Furthermore, you could use suppress() operator to get fine grained control over what output messages you get. suppress()—in contrast to caching—is fully deterministic and thus writing a unit test works well. However, note that suppress() is event-time driven, and thus, if you stop sending new records, time does not advance and suppress() does not emit data. For unit testing, this is important to consider, because you might need to send some additional "dummy" data to trigger the output you actually want to test for. For more details on suppress() check out this blog post: https://www.confluent.io/blog/kafka-streams-take-on-watermarks-and-triggers




回答2:


Update: I didn't spot the line in the example code that refers to the TopologyTestDriver in Kafka Streams. My answer below is for the 'normal' KStreams application behavior, whereas the TopologyTestDriver behaves differently. See the answer by Matthias J. Sax for the latter.

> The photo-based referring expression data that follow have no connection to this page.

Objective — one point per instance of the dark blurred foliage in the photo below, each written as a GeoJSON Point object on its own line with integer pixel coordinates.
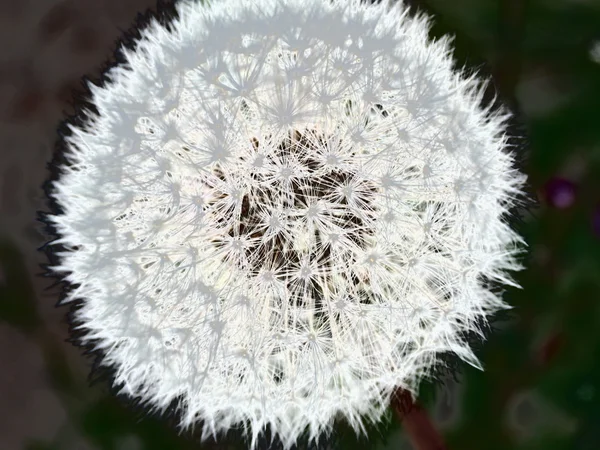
{"type": "Point", "coordinates": [541, 384]}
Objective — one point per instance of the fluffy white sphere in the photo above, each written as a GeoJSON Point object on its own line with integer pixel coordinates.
{"type": "Point", "coordinates": [284, 210]}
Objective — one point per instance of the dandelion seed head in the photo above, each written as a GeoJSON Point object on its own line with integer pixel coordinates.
{"type": "Point", "coordinates": [283, 211]}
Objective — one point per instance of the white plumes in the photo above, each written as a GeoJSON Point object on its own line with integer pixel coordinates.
{"type": "Point", "coordinates": [283, 211]}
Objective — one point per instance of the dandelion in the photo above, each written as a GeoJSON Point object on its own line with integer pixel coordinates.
{"type": "Point", "coordinates": [280, 211]}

This is expected behavior. Somewhat simplified, Kafka Streams emits by default a new output record as soon as a new input record was received.

When you are aggregating (here: counting) the input data, then the aggregation result will be updated (and thus a new output record produced) as soon as new input was received for the aggregation.

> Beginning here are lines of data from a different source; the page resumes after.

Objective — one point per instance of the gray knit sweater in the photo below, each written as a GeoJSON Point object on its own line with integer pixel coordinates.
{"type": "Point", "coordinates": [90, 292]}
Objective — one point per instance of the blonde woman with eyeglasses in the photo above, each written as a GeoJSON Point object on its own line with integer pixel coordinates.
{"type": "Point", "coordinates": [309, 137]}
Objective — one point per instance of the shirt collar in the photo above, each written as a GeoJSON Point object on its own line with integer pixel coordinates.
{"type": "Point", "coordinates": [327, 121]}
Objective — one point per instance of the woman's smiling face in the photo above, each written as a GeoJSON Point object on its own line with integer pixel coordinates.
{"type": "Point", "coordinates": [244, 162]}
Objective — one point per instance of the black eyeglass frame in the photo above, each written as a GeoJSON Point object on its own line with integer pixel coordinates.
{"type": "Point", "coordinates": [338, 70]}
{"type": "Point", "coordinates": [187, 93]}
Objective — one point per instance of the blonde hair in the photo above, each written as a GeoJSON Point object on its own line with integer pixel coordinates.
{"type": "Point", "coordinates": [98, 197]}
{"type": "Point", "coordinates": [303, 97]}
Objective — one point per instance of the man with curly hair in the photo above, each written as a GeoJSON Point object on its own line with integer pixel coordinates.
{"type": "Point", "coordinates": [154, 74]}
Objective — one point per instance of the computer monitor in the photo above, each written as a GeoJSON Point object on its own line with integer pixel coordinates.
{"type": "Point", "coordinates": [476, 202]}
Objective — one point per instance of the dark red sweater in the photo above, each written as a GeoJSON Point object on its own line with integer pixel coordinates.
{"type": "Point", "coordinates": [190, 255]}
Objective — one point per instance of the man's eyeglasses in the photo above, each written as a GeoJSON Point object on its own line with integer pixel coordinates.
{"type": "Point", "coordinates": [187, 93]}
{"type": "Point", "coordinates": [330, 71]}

input record 1 ---> new output record with count=1
input record 2 ---> new output record with count=2
...
input record 5 ---> new output record with count=5

What to do about it: You can reduce the number of 'intermediate' outputs through configuring the size of the so-called record caches as well as the setting of the commit.interval.ms parameter. See Memory Management. However, how much reduction you will be seeing depends not only on these settings but also on the characteristics of your input data, and because of that the extent of the reduction may also vary over time (think: could be 90% in the first hour of data, 76% in the second hour of data, etc.). That is, the reduction process is deterministic but from the resulting reduction amount is difficult to predict from the outside.

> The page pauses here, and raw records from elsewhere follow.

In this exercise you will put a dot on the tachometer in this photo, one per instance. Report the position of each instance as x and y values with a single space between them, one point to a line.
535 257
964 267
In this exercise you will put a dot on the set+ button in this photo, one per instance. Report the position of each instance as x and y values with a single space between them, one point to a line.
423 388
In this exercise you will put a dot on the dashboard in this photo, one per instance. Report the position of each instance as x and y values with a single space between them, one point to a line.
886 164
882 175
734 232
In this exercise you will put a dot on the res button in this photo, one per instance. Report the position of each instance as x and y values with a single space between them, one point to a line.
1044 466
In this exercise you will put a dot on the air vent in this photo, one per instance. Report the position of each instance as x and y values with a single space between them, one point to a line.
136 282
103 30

Note: When doing windowed aggregations (like windowed counts) you can also use the Suppress() API so that the number of intermediate updates is not only reduced, but there will only ever be a single output per window. However, in your use case/code you the aggregation is not windowed, so cannot use the Suppress API.

To help you understand why the setup is this way: You must keep in mind that a streaming system generally operates on unbounded streams of data, which means the system doesn't know 'when it has received all the input data'. So even the term 'intermediate outputs' is actually misleading: at the time the second input record was received, for example, the system believes that the result of the (non-windowed) aggregation is '2' -- its the correct result to the best of its knowledge at this point in time. It cannot predict whether (or when) another input record might arrive.

For windowed aggregations (where Suppress is supported) this is a bit easier, because the window size defines a boundary for the input data of a given window. Here, the Suppress() API allows you to make a trade-off decision between better latency but with multiple outputs per window (default behavior, Suppress disabled) and longer latency but you'll get only a single output per window (Suppress enabled). In the latter case, if you have 1h windows, you will not see any output for a given window until 1h later, so to speak. For some use cases this is acceptable, for others it is not.